Sean Harris, who wrote and directed the piece under the name of Spikey Blue, gives these disjointed reveries a rhapsodic loopiness. The characters' constant struggles to define themselves, to find words for themselves, are desperately funny. They're a mess, these navel-staring kids. Richard (who's played by Ingo Tusk, another pseudonym for Harris) is a songwriter who wants to bring opera to the masses, but seems more obsessed with the girl he keeps calling back in New York. His twin brother Tim (Chris Corr) is at the end of his rope with his career and his beautiful but neurotic wife, Annie (Thanda Tin), who subjects herself to endless medical tests to determine why she can't get out of bed. Their baby sister, Ramona (Rebecca Gaffney), spends most of her time in psychiatric analysis, narrating her ecological dreams into a tape recorder for her shrink.
"Do you promise not to spit on anyone wearing a fur coat?" her doctor asks.
"I want cobras to slither into their beds at night and bite them," she answers. "And I want Skylab to fall out of the sky onto their doghouses. And I pray that they die of throat cancer. But I won't spit on them."
The dark-haired Ramona is the keeper of the family secret -- specifically, that she's really the daughter of her Uncle Paddy and her grandmother, who's locked away in an institution communing with herself. The piece is not without incident; there's a little taste of brother-sister incest and a scandalous episode near the end in which Uncle Paddy (Jerry Garcia) turns out to be very much alive.

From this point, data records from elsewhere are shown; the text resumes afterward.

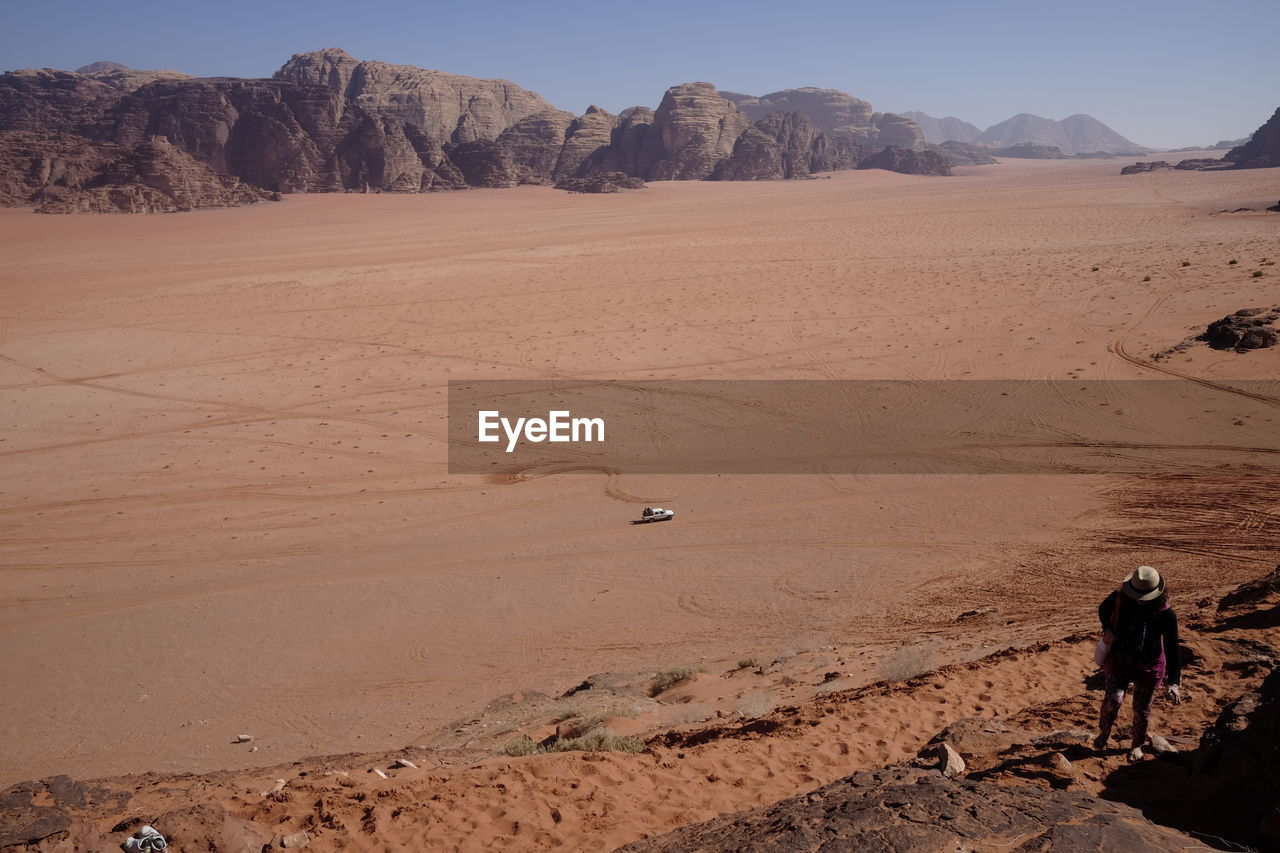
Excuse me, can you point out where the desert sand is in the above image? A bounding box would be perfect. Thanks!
[0,154,1280,809]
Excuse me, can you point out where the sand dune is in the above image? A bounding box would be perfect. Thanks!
[0,154,1280,788]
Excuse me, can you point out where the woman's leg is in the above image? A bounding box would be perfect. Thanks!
[1093,666,1129,749]
[1133,656,1165,758]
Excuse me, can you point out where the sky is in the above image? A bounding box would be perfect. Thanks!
[0,0,1280,147]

The video is more vibrant in its characters, its language and its style than in its story. Harris calls it a "drawing room black comedy," and that's close to apt. Harris and his co-producers, Thanda Tin and Eric Gravley, have made beautiful use of their video technology, giving the piece a smooth-flowing visual surface. Shot in long, clinically detached vignettes, it has something in common with the deadpan anomie of Hal Hartley (he made "Trust" and "The Unbelievable Truth"). And it has the same arch, obsessively over-literate quality. It's full of messages -- so many, in fact, they clog the progress of the narrative.
The story line is secondary, though. Talk is the video's essence; it revels in compulsive self-expression. And it barely pauses to notice if anyone's listening. Though it's not yet fully realized, there's real talent here and enough ideas for five movies.